Megapolitan

Dinas Perumahan DKI Diminta Evaluasi Retribusi Usaha Rusunawa

INDOPOSCO.ID – Komisi D DPRD DKI Jakarta meminta Dinas Perumahan Rakyat dan Kawasan Permukiman (DPRKP) untuk mengevaluasi pemberian relaksasi terhadap kegiatan usaha di rumah susun sederhana sewa (Rusunawa) seiring membaiknya pandemi Covid-19.

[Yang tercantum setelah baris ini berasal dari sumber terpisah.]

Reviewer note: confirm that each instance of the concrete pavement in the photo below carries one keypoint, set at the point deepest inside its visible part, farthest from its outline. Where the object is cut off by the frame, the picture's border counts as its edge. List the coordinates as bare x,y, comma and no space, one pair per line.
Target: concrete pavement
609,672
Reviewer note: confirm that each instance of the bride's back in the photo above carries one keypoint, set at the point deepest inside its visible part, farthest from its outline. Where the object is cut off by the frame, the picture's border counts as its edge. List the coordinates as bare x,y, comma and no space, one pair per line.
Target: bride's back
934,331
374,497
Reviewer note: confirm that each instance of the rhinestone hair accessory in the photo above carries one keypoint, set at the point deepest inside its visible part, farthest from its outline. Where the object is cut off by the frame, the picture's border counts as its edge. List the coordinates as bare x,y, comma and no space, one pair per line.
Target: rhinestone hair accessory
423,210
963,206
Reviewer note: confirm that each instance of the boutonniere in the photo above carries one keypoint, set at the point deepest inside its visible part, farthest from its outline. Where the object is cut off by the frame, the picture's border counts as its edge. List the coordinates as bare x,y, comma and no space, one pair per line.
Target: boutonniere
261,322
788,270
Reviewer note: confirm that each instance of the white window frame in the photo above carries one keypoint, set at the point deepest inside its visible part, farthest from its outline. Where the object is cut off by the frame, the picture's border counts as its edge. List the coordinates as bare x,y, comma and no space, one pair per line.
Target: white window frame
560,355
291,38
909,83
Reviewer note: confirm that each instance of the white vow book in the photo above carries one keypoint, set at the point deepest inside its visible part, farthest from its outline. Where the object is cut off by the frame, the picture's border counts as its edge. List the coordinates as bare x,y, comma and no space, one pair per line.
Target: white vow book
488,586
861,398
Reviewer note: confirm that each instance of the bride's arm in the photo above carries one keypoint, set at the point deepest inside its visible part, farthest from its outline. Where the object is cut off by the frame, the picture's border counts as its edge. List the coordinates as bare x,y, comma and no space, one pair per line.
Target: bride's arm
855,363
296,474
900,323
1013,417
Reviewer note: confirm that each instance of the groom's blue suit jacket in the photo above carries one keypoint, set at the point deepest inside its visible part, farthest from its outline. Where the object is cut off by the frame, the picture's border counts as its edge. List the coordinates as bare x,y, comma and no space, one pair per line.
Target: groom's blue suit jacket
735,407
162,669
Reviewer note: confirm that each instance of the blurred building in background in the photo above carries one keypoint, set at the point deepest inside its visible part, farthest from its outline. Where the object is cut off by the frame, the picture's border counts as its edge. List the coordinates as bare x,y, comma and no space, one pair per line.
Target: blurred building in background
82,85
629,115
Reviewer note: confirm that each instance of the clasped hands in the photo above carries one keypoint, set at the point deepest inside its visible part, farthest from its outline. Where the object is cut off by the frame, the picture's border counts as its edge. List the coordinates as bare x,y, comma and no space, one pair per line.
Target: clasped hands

“Relaksasi ini tak lagi relevan, mengingat telah membaiknya aktivitas masyarakat pascapandemi Covid-19. Aturan pemberian keringanan retribusi, ada baiknya dievaluasi,” kata Wakil Ketua Komisi D DPRD DKI Jakarta Nova Harivan Paloh dalam keterangannya di Jakarta, Rabu (31/8), seperti dikutip Antara.

Nova menyampaikan hal ini karena Peraturan Gubernur (Pergub) Nomor 89 Tahun 2021 tentang Pemberian Keringanan Retribusi Daerah dan/atau Penghapusan Sanksi Administrasi Berupa Bunga Terlambat Bayar Kepada Wajib Retribusi Yang Terdampak Bencana Wabah Corona Virus, secara tidak langsung telah mengakibatkan rendahnya realisasi retribusi dari unit usaha di puluhan Rusunawa.

Baca Juga : Usai Diresmikan, Menteri Basuki Minta Jaga dengan Baik Rusunawa Ponpes Modern di Maros

Buktinya, kata Nova, berdasarkan pertanggungjawaban pelaksanaan APBD (P2APBD) tahun 2021, Dinas Perumahan Rakyat dan Kawasan Permukiman (PRKP) hanya berhasil menghimpun realisasi retribusi pemakaian tempat usaha Rusun 2,1 persen atau Rp105,5 juta dari target Rp4,8 miliar.